20 décembre 2019 Non Par Jean-François Hubert

Le pécheur dit : reste avec moi.
Partageons ma pauvreté et vivons sans souci (…)
J’ai mon travail et ma sagesse, j’erre sur l’eau à ma guise, drogué d’espace.

Extrait de : Nguyen Dinh Chiêu (1822-1888)
« Luc Van Tien sauvé par le pécheur » .

Luong Xuan Nhi (1914-2006) a joué un rôle majeur dans la peinture vietnamienne du 20ème siècle. Diplômé de l’École des Beaux-Arts d’Hanoi en 1937, il fut un partisan actif de la SADEAI (« Société Annamite d’Encouragement à l’Art et à l’Industrie ») créée toujours à Hanoi en 1934.  Il fut également membre fondateur du FARTA (« Foyer de l’Art Annamite ») – avec To Ngoc Van, Tran Van Can, Le Van De et d’autres – notamment à l’origine des deux Salons organisés à Hanoi en 1943 et 1944.  

Cette grande activité sociale ne pouvait pas ne pas être traduite dans son œuvre peinte.

Luong Xuan Nhi. La famille du pécheur. 1940.
Luong Xuan Nhi. La famille du pécheur. 1940.

Peinte en 1940, La Famille du Pécheur est une œuvre extrêmement importante de l’artiste. Pour mieux la comprendre il faut faire référence à une des idéologies de l’époque issue du groupe « Tu Luc Van Doan », un mouvement littéraire créé en 1933 par Khai Hung et Nhat Linh.

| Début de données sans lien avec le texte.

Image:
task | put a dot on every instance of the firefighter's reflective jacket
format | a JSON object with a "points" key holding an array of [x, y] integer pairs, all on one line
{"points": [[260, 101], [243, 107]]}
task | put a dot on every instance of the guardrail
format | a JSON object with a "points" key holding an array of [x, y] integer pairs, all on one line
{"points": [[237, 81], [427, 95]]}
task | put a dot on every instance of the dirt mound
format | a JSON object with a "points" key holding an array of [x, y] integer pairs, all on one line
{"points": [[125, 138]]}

Leur volonté est de dépasser les idéaux tant d’une « bourgeoisie snobinarde » que d’une classe de « mandarins bigots » pour s’interroger sur les réelles difficultés économiques et intellectuelles d’une classe laborieuse essentiellement rurale.

Luong Xuan Nhi contrairement à la majorité des peintres du temps, choisit d’exprimer cette réalité plutôt que des élégantes et séduisantes femmes dans leur bel ao dai.  La réalité décrite dans notre tableau est le quotidien d’un pécheur et de sa famille menant leur vie rude loin des aléas de la vie urbaine.

Le sens du partage, celui de la famille s’imposent ici magnifiquement servis par le peintre.  L’élégance ne s’impose pas par la pose des personnages mais par le sujet lui-même.  Pour nous en convaincre – s’il en était encore nécessaire – le peintre a écrit sur sa peinture : « les vagues au soleil couchant rafraîchissent mon corps après un jour de travail ». 

À la fin des années trente, le temps est encore idéologiquement à l’observation et à l’identification.  La révolution purement communiste et singulièrement énergique aura lieu quelques années plus tard. Luong Xuan Nhi en adoptera les idées. Sa vie devient alors celle des privilégiés du régime. Ses nombreux voyages dans les « pays amis »  d’Europe de l’Est et sa constante participation aux organigrammes officiels en témoignent.